Parmenter applied himself with renewed energy to the work of the term, and especially to the task of perfecting himself in his Sophomore oration.
He was passionately fond of oratory. Often, sitting or walking alone, he imagined himself on the prize stage in the midst of his triumph.
Before him in these visions stretched the long aisles of the crowded church, the pews bright with the evening costumes of the ladies, the air heavy with the fragrance of many flowers. All eyes were upon him. Every ear was attentive to catch the sounding sentences that fell from his lips.
The rustle and stir that passed through the audience at some telling point in his oration swept up pleasantly to his senses; the involuntary burst of applause at some brilliant climax rolled like a wave of delight into his soul; and when, finally, he bowed and retired, there were the marked and ribboned bouquets falling in sweet showers on the stage to attest his popularity; there was the long roll of applause rising and dying and rising again, only to be drowned at last in the music of the orchestra.
Oh, it was a splendid scene, a knightly test, a thrilling triumph! To anticipate it, to see it all in imagination as he did, left Parmenter in an exalted state for hours.
But his days were far from being happy. The anxious face of Charley Lee haunted him wherever he went. The old love for his friend was still strong enough in his heart to awaken sincere pity.
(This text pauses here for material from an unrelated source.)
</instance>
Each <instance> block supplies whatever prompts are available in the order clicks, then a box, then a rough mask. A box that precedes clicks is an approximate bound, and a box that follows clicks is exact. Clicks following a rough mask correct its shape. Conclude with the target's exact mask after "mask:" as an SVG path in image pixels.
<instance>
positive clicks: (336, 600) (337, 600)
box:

He tried a dozen times to bridge over the awkward restraint that separated them; and although Charley was always anxious to assist him, somehow the effort never succeeded. Though neither young man knew it, success lay only in a radical change of the conditions that surrounded them. Since they had been partners in transgression, they must needs be partners in expiation before they could hope to count upon a complete renewal of their old relations.
Lee’s apparent mental uneasiness became the source of deep annoyance to Parmenter at last. Still feeling himself to be the cause of it, still unable to banish it, it irritated him to such an extent that he avoided his old friend’s society lest he should, by open reproof or sharp rebuke, cut the last tie of friendship.
So day after day the two drifted apart, and by and by a new factor entered into the problem of their estrangement.